Great news! The site I am supposed to blog for it's alive! Well not yet, but Still....My idea is that they hope to be online in time for Christmas shopping. We'll see.

Saturday is my birthday, but everything going fine, I'll celebrate on friday with my father. We deserve some time together.
matilda36: (Default)
 I bear my burden proudly for all to see, to conquer prejudice and ignorance and hate with knowledge and sincerity and love. Whenever you are threatened by a hostile presence, you emit a thick cloud of love like an octopus squirts out ink...”
― William S. Burroughs

Free days.

Oct. 9th, 2013 02:42 pm
matilda36: (Default)
 Worked this morning. Now I have a day off. A true day off, without old neighbours to take shopping. I plan on watching an hockey game because it makes a wonderful background noise, maybe listen to some classical music (Autumn always makes me crave classical music.), maybe clean. I am going to bed in the morning. I am going to bed slightly later today soa9 I should not have problems falling asleep and b) I shouldn't have any problems napping tomorrow. I love napping.
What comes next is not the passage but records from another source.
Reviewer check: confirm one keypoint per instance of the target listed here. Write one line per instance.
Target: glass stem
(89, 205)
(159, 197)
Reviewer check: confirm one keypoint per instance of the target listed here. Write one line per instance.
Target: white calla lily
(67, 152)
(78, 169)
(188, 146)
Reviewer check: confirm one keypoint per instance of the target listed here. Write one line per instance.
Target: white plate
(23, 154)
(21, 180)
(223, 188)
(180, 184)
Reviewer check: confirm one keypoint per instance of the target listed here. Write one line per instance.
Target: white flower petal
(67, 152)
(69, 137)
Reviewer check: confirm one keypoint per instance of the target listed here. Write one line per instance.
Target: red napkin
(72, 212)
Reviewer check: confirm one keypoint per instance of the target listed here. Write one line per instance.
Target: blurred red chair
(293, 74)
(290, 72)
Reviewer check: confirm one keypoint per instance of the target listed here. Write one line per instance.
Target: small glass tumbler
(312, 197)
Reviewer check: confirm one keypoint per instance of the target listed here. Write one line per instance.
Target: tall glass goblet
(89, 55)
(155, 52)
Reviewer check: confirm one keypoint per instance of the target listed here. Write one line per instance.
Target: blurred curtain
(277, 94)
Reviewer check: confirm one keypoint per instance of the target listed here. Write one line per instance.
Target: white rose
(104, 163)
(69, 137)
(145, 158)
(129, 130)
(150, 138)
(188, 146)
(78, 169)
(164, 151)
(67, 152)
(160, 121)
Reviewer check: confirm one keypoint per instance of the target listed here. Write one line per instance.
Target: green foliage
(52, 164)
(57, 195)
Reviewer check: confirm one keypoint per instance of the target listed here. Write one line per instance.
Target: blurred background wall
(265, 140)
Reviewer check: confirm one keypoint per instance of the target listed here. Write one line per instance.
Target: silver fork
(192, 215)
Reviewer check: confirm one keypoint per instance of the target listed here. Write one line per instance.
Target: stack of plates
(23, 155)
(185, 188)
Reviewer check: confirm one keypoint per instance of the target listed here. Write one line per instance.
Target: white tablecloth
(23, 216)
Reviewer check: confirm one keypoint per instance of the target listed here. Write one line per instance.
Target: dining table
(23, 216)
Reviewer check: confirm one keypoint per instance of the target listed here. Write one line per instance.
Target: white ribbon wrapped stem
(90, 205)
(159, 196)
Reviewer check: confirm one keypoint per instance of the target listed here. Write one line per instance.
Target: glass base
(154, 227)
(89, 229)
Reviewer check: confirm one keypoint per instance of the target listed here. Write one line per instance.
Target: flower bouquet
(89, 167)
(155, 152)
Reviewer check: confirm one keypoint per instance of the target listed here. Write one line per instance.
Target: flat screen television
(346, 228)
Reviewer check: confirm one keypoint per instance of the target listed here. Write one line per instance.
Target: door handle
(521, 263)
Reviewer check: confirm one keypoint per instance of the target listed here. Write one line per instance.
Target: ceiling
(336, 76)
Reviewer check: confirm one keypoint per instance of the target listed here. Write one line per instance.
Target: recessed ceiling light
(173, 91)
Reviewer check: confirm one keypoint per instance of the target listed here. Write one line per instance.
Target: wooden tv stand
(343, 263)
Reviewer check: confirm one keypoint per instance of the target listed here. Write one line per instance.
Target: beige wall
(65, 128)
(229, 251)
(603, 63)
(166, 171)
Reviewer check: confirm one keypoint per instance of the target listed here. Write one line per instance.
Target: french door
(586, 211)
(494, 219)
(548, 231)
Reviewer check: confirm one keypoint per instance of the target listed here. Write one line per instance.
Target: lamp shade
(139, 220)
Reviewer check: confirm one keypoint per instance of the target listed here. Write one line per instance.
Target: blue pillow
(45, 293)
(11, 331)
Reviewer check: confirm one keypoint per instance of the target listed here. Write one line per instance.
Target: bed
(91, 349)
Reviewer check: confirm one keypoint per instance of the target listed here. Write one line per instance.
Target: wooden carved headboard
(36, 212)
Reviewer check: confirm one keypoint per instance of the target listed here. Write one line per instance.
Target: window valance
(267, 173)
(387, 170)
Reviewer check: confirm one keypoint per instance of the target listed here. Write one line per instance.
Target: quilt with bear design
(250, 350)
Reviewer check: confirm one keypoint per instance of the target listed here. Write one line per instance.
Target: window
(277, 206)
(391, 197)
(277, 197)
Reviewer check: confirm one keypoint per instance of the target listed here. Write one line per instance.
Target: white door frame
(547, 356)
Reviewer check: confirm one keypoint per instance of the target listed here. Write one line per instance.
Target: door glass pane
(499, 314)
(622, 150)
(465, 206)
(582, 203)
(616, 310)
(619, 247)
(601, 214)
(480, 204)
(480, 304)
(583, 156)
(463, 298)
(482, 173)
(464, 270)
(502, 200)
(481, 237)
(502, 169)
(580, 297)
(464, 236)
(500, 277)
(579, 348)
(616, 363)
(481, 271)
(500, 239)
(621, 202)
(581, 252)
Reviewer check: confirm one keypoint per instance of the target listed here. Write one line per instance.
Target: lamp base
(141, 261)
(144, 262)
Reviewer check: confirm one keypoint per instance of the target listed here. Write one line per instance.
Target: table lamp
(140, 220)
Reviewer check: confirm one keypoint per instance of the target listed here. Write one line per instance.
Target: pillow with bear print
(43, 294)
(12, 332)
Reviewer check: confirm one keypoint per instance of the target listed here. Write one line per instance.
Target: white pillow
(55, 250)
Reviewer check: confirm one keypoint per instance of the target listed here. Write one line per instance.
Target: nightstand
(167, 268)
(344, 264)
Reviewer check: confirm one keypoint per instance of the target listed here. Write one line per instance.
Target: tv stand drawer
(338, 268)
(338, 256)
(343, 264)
For today.... I have the afternoon free. Reading maybe?

Update

Oct. 7th, 2013 04:03 pm
matilda36: (Default)
 I have been back to work nearly a week and it's a mixed bag. The first day I reached the end of the day very, very tired. And still carriees on as a trend. This morning I walked to work because I didn't want the hassle with parking and I reached work that i could barely stand.
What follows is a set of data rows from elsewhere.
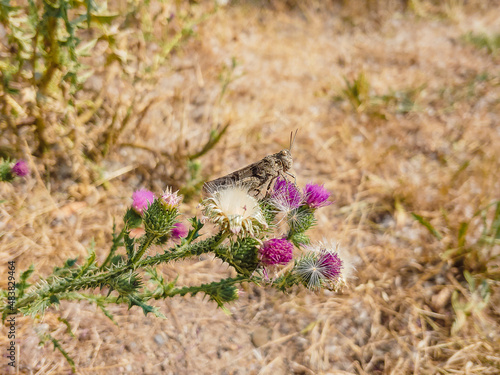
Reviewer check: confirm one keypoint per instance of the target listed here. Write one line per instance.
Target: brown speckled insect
(259, 176)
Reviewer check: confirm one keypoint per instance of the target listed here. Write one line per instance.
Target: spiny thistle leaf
(22, 285)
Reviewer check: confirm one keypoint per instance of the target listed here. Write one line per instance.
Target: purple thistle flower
(21, 168)
(170, 199)
(141, 200)
(276, 251)
(316, 196)
(286, 194)
(179, 231)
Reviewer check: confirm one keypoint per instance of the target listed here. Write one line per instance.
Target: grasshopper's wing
(252, 176)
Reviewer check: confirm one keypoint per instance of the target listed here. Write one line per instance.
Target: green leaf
(68, 326)
(428, 225)
(22, 285)
(462, 231)
(86, 48)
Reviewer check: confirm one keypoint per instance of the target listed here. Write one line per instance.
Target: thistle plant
(9, 171)
(263, 240)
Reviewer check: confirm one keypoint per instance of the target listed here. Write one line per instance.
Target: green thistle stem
(204, 287)
(97, 280)
(149, 239)
(114, 247)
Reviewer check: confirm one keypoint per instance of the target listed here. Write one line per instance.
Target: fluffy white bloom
(325, 264)
(234, 210)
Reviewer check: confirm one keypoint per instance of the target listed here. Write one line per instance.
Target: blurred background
(397, 106)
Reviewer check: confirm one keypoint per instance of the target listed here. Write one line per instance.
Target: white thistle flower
(234, 210)
(325, 265)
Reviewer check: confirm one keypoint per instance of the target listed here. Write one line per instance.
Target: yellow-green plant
(55, 46)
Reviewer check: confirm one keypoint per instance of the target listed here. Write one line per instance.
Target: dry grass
(439, 158)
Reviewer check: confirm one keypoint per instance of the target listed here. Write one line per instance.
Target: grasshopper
(259, 176)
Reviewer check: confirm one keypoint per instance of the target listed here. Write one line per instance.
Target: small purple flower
(179, 231)
(141, 200)
(276, 251)
(21, 168)
(316, 196)
(286, 194)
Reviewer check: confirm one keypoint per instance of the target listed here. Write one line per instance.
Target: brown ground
(439, 158)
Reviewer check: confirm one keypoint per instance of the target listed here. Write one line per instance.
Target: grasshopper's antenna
(292, 139)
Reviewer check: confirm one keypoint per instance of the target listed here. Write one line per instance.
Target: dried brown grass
(397, 316)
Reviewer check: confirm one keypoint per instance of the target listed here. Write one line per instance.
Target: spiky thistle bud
(159, 219)
(301, 219)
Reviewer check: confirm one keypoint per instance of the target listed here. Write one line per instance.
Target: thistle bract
(159, 219)
(141, 200)
(170, 199)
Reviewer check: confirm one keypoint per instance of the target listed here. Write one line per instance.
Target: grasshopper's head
(285, 157)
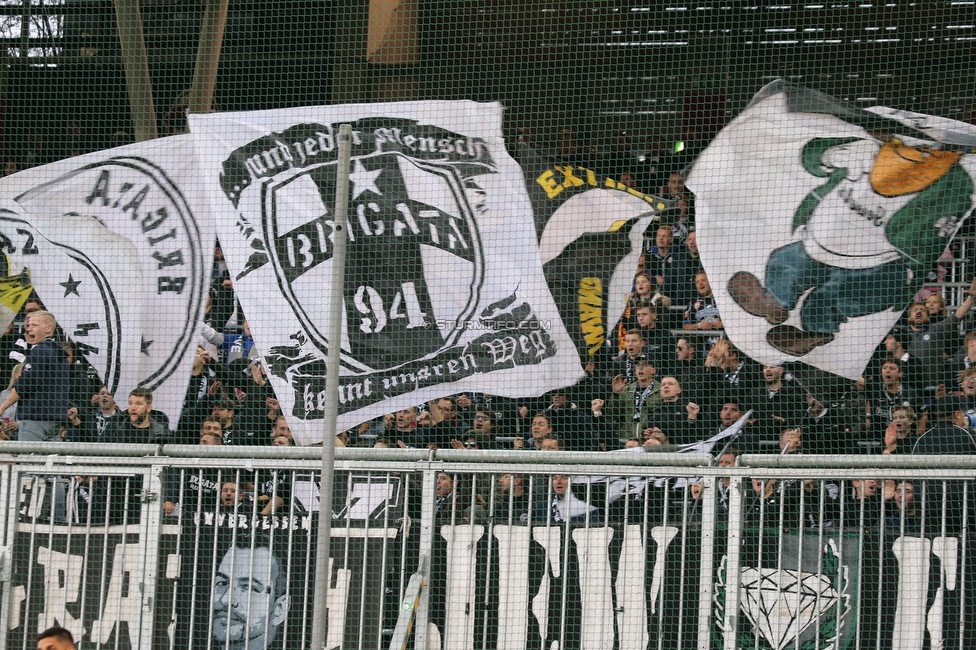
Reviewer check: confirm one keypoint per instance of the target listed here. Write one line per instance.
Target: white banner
(818, 221)
(101, 209)
(444, 288)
Yesterday I was late in taking risperdal and I lost my patience with a customer. I wasn't wrong, but I don't like loosing my patience. It's one of the reasons why I am happy to be on meds. They keep me calm.

I need to retrieve some strenght. And I need to sleep properly. Last week I slept well the morning after I worked, but bad the night itself.I am tired today so I hope to sleep well tonight. I am working three mornings this week. I prefer mornings so I can relax before bed. 


But I really need to recover some strenght. Exercise, cleaning,anything. And to stop eating so much pasta. It's the season for the soups, like the delicious (although ready made) one I am enjoying now.
matilda36: (Default)
 It's now nearly a week in my enforced holiday and I am not sure it's working. I mostly manage not to think about work and I am balanced enough not to be scared at the idea of going, but I am not sleeping all that I wanted. th meds were supposed to make me drowsy but I am perfectly lucid. Maybe a little less obsssessive, only at night when I try to sleep and I think about M, one of my customers and a right bastard that apparently doesn't like me (and here arrives paranoia).

and here i am writing about things that make me anxious. i wanted this week to be a week of blissful oblivion, but this has not been. Luckily I have hockey and Nightvale to keep me company oh and fanfic, but that's normal. I wanted to sleep and instead I had a boring, normal week, just without work.

The thing is how do I get out of this hole that is getting deeper and deeper?